METHODS::Human papillomavirus (HPV) type 58 is the third most commonly detected HPV type in cervical cancer among Eastern Asians. Our previous international epidemiological studies revealed that a HPV58E7 natural variant, T20I/G63S (designated as V1), was associated with a higher risk of cervical cancer. We recently showed that V1 possesses a greater ability to immortalise and transform primary cells, as well as degrading pRB more effectively than the prototype and other common variants. In this study, we performed a series of phenotypic and molecular assays using physiologically relevant in vitro and in vivo models to compare the oncogenicity of V1 with that of the prototype and other common natural variants. Through activation of AKT and K-Ras/ERK signalling pathways, V1 consistently showed greater oncogenicity compared with prototype and other variants, as demonstrated by increased cell proliferation, migration and invasion, as well as induction of larger tumours in athymic nude mice. This study complements our previous epidemiological and molecular observations pinpointing the higher oncogenicity of V1 compared with prototype and all other common variants.
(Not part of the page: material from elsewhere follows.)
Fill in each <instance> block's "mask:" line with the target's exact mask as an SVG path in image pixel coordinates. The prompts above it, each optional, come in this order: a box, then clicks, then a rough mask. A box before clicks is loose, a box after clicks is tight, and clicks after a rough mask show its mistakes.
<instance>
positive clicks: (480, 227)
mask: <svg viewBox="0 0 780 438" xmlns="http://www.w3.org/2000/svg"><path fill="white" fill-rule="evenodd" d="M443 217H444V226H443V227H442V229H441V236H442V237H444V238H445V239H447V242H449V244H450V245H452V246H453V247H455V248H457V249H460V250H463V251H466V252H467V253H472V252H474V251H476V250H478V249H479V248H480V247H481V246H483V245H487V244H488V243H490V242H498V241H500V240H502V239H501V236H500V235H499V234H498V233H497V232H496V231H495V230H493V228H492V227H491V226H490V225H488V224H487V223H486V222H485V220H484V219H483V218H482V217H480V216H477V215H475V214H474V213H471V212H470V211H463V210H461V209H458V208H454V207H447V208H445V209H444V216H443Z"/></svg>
Since V1 is more commonly found in Eastern Asia, our report provides insight into the design of HPV-screening assays and selection of components for HPV vaccines in this region.IMPORTANCE Epidemiological studies have revealed that a wild type variant of HPV58 carrying an E7 variation, T20I/G63S (V1), is associated with a higher risk of cervical cancer. We previously reported that this increased oncogenicity could be the result of its greater ability to degrade pRB, thereby leading to an increased ability to grow in an anchorage-independent manner. In addition to this, this report further showed that this HPV variant induced activation of AKT and K-Ras/ERK signalling pathways, thereby, explaining its genuine oncogenicity in promoting cell proliferation, migration, invasion, and formation of tumours, all to a greater extent than prototype HPV58 and other common variants.